Artikel
Jalur karir karyawan itu kompleks dan bukan tanpa risiko. Dengan demikian, pencapaian kinerja menjadi alasan utama untuk membangun hubungan kerja individu, karena mereka menentukan kinerja kolektif organisasi dan menentukan keberhasilan bisnis. Oleh karena itu, perhatian terhadap kinerja selalu ada sebelum pekerjaan, selama masa percobaan dan selama pelaksanaan perjanjian kerja individu dan memuncak dengan solusi dilema tertinggi ketika pemecatan karena ketidakmampuan profesional. Kode Ketenagakerjaan itu sendiri membutuhkan berbagai interpretasi dan klarifikasi untuk dapat mentranspos konsep-konsep mengenai kinerja karyawan. Oleh karena itu, penelitian ini mengkaji secara kritis doktrin dalam masalah tersebut, membandingkan teks-teks hukum dan solusi interpretasi pengadilan dan menerapkan akal sehat manajemen sumber daya manusia untuk menentukan cara yang harus diikuti di mana pembuat undang-undang diam. Dengan demikian, kesimpulannya jelas bahwa pada semua tahap hubungan kerja majikan memandang kinerja karyawan, tetapi tujuan, kriteria, metode penilaian dan pengukuran berbeda, tergantung pada tujuan evaluasi dan konsekuensi hukum dan dari sudut pandang manajemen sumber daya manusia.

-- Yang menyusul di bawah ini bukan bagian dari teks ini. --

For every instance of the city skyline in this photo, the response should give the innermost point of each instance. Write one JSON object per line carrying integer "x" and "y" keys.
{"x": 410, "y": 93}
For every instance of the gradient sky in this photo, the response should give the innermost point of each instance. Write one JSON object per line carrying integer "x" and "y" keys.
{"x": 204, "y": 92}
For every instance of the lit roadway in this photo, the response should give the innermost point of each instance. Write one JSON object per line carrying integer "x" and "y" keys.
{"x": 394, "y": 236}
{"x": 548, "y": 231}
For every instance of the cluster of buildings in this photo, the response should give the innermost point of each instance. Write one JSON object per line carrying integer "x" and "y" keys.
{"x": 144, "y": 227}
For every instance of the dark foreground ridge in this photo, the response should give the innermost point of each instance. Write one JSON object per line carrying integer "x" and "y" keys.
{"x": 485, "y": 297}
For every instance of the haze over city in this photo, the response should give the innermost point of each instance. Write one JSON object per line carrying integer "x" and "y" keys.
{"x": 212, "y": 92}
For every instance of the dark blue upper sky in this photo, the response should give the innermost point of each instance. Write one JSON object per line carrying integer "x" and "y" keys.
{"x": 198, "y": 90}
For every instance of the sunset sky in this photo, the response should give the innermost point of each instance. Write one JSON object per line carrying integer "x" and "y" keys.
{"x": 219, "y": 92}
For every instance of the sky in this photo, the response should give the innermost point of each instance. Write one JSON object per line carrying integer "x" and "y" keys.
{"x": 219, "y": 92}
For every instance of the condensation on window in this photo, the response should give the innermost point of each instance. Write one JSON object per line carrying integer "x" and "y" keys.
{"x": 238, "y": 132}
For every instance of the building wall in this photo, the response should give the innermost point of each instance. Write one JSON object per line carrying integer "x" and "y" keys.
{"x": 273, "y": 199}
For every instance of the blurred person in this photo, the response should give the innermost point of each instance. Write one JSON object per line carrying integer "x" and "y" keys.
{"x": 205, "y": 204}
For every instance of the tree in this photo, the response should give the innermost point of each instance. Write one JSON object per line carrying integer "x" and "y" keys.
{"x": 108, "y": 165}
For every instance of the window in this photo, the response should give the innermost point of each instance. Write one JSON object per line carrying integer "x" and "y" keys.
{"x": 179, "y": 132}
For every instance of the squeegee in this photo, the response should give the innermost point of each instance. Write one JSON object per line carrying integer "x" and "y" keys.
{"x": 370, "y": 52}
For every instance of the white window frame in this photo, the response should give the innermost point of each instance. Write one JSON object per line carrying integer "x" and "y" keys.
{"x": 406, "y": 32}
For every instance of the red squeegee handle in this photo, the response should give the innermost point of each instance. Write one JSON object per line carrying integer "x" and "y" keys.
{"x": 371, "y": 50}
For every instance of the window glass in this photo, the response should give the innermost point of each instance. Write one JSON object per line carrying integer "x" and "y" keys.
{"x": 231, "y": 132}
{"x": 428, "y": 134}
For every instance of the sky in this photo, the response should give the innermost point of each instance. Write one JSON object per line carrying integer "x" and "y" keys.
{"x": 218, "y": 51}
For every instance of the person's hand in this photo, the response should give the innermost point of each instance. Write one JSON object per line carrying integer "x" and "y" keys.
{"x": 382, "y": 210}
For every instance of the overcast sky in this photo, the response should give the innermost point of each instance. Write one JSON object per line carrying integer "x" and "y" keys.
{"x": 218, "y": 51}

Hasil dari penelitian ini adalah seperangkat tolak ukur mengenai evaluasi kinerja dan evaluasi kecukupan profesional, interferensi dan delimitasi antara mereka dan institusi terkait lainnya, diinterpretasikan dalam konteks multidisiplin.
Keywords: Performance; professional inadequacy; evaluation criteria; objectives; dismissal;
Subject(s): Human Rights and Humanitarian Law, Law on Economics
Published by: Societatea de Stiinte Juridice si Administrative
The Professional Adequacy and the Performance of the Employee.